Не идентичность, а просто "Вай мэ!"
Перед контрольными по геометрии всегда повторялось одно и то же: пытаясь объяснить мне задачи, папа рисовал треугольник и обводил каждую линию – «катет, катет, гипотенуза». Буквы «е» в его исполнении превращались в «э», «катеты» в «катэты», я сползала на пол от смеха и просила повторить ещё. С таким сочным грузинским акцентом и упором на «э» слова из учебника не мог произнести никто.
Когда в 1991 году бабушку чуть не убили на рынке за то, что «русская, куда лезешь», а через несколько месяцев конфликт Грузии с Южной Осетией при режиме Гамсахурдия достиг крайней точки, и повсюду полетели ракеты, родные быстро оформили документы и переехали в Подмосковье.

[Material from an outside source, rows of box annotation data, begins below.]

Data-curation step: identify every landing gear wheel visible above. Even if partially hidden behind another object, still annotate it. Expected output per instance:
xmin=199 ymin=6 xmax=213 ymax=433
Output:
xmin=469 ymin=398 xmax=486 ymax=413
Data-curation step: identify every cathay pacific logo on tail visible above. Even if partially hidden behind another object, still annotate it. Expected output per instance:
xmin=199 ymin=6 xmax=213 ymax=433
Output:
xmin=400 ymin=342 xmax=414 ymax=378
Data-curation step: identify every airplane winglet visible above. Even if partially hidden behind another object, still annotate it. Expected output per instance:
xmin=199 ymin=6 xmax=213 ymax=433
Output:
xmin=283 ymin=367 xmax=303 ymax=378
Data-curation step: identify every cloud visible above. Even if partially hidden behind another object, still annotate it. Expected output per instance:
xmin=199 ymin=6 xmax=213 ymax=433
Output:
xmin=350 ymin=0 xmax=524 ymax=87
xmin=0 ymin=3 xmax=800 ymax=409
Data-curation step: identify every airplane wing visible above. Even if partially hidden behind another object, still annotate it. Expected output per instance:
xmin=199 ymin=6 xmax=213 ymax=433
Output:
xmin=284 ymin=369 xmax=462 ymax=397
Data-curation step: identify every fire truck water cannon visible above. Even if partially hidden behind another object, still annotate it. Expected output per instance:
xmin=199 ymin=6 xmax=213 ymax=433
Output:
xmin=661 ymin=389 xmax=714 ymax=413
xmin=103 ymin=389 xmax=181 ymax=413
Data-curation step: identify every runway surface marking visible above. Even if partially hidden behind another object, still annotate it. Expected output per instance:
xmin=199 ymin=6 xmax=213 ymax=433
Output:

В Тбилиси после них остался дом и друзья, от Тбилиси у моей семьи – восклицания «Вай мэ!», означающее всё, что угодно, от трагичного «Господи!» до восторженного «Вау!», и знания об идеальных хачапури. На дружеский вопрос: «Ты кто?», всегда отвечаю: «Русская». Историю о смешении то ли грузинской, то ли еврейской и русской кровей аж из Сибири, сходу не перескажешь, а на скучающее выражение лица наверняка захочется спросить: «Вай мэ! Что спрашивал-то?»
Рассказы о том, как в детстве папа выходил во двор и соседки кричали: «Петя, Дато, Нино! Быстро домой» – знали, что от мальчика с набором «Юный химик» под мышкой хорошего не дождёшься – как и описания гигантского ботанического сада в Тбилиси всегда были традиционной частью семейных застолий. «Вот поедешь, там, наверняка, нас все помнят», – мечтательно приговаривала бабушка, а дедушка хлопал её по плечу. Проверить, действительно ли где-то там в грузинских дворах меня «внучку соседа Юры, дочку его сына Толика» дожидается толпа знакомых удалось лишь недавно. Приехала, вышла из аэропорта. Оказалось, да, – дожидаются. Не толпа, один человек.

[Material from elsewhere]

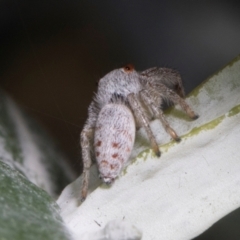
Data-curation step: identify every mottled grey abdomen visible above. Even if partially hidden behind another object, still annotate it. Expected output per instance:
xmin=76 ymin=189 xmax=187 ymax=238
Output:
xmin=94 ymin=103 xmax=136 ymax=183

– Дядя Гиви – настоящий грузин. Будет дарить молодое вино, не бери. Вежливо откажись – напутствовали перед отлётом хором – В прошлый раз он нам бутыль вручил; так оно взорвалось, залило весь салон и сумку серую. Свежее, красное! – напоминали подключившиеся в Skype родственники-грузины и грузины-друзья-семьи из США, Греции и Израиля.
О советах помню, пытаюсь тактично отказаться, но дядя Гиви обижается, что-то бурчит под нос и, наверное, от обиды решает поселить нас не в отеле, а у себя, Первым делом везёт смотреть на дом берегу Куры, где жила прабабушка, родился дедушка и папа, вспоминает семейную легенду про пожар, что разгорелся из-за пережаренной рыбы. Его тушили всем двором в том самом 1991 – и грузины, и русские, и местные армяне носили воду с реки. Руками вытаскивали из окон куски известки и рухнувшего потолка. Сейчас в деревянном доме живёт кто-то другой, а всё вокруг разваливается. Замечаю, что на «нашем» балконе три разных рамы, одна просто сломана. Мы стоим с дядей Гиви в пыльном дворе, он говорит что-то про то, как было много лет назад, ещё в СССР, когда вокруг все говорили по-русски. Я же смотрю на дерево у стены и вспоминаю, что, кажется, именно под ним в детстве «химичил» папа и забирался на самый верх. Отмечаю про себя, что этот двор и город можно назвать семейной «маленькой родиной», и остаток поездки прилежно учу грузинский и каверкаю язык ради местного тягучего акцента.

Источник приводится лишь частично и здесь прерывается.